I have noticed in some pictures here that some people put collars on their rabbits. Do they wear them all the time or just outside? I have been thinking about using one so Becky can wear her chip number just in case the same way the cats do. Pros/Cons?


----------



## slavetoabunny (Jan 21, 2011)

Rabbits should not wear collars at all. It would be too easy for them to get hung up if they wore them all the time. As far as walking them with a collar, it would be too much strain on the neck. I recommend a soft harness if you want to take your bunny outside on a leash.


----------



## Korr_and_Sophie (Jan 21, 2011)

Collars are a huge no no for rabbits. Far too much risk for them to get caught on something and choke the rabbit. Even a paw can get stuck which could make the rabbit freak out and could become seriously injured. Since most rabbits don't wander like a cat or go out like a dog, a collar with ID is not really needed. 
You can get a harness (H style preferred) and put the tag on that but only have it on when you are outside or training. 
You can get her tattooed as another permanent ID. You can do just about anything as long as it fits in the ear. Even getting something like Chipped could tell people to check for a microchip. Vets should be able to do this, but breeders will also do it and it would be cheaper.


----------



## MiniLopHop (Jan 21, 2011)

I am leaning towards the H style harness and just use it when going outside. We will have to see what she thinks of it.


----------



## slavetoabunny (Jan 21, 2011)

They also make a jacket style harness, which is what I prefer. I've had the H-style slip off the rabbit before. The jacket style is more secure.

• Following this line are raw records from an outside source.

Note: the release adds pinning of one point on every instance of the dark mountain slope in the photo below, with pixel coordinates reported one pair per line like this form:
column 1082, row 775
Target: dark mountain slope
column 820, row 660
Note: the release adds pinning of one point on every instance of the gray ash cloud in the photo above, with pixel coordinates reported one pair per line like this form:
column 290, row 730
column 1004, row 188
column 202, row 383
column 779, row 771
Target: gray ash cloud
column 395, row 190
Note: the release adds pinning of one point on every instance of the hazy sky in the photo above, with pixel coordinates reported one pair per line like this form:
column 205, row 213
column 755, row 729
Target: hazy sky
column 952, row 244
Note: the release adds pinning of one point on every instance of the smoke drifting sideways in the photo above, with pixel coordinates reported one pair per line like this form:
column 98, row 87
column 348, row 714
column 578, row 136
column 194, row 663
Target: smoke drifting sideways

http://www.drsfostersmith.com/product/prod_display.cfm?pcatid=8799&cmpid=sc


----------



## MiniLopHop (Jan 21, 2011)

When she gets to feeling better I'm going to take her to the store to try a couple on and see what works best for her. Luckily Becky likes the car. I'm sure I can use the fenced in puppy play pen (they use it for dog training classes) as long as school is not in session to try them on without her risking getting loose.


----------



## Nancy McClelland (Jan 21, 2011)

We'd never even consider a collar--too dangerous and easy to get out of. We've been looking for one for our checkered Giant, but the bunny and cat ones are not big enough.


----------



## Yield (Jan 21, 2011)

Nancy McClelland wrote:


> We'd never even consider a collar--too dangerous and easy to get out of. We've been looking for one for our checkered Giant, but the bunny and cat ones are not big enough.



[align=center]How big is your Checkered Giant!?


----------



## jujub793 (Jan 21, 2011)

Yield wrote:


> Nancy McClelland wrote:
> 
> 
> > We'd never even consider a collar--too dangerous and easy to get out of. We've been looking for one for our checkered Giant, but the bunny and cat ones are not big enough.
> ...





yeah how big IS it lol


----------



## jujub793 (Jan 21, 2011)

silly me learned all that the hard way. back when i was a beginner bunny owner i put one of those flea collars on my bunny Pepper. I learned that was not a good plan. One morning i woke up and went to visit with her and let her out of her cage she had that collar hooked around her mouth so she could not open it or close it, not to mention the fact that she was being slowly poisoned!! :baghead sheesh, talk about feeling horrible!!! poor thing.... thankfully she was ok but i felt like an idiot for that one!!


----------



## Nancy McClelland (Jan 21, 2011)

Serena, our Checkered Giant is 17 pounds--takes both hands and arms to pick her up. Good thing she's a sweet bunny that likes to be held.


----------



## jujub793 (Jan 21, 2011)

on the other hand she did great with one of those harness leashes. after awhile i didn't even need to put it on her she stayed in the yard (which was fenced and she was supervised at all times)


----------



## MiniLopHop (Jan 21, 2011)

wow, a flea collar really isn't a good idea, I'm glad nothing horrible happened. I imagine most people use the cat collars that have the break away safety latches on them in case they are caught.

17 pounds is quite the hand full! I had a 32 pound cat that wore a size medium dog harness. He was king of his world. LOL


----------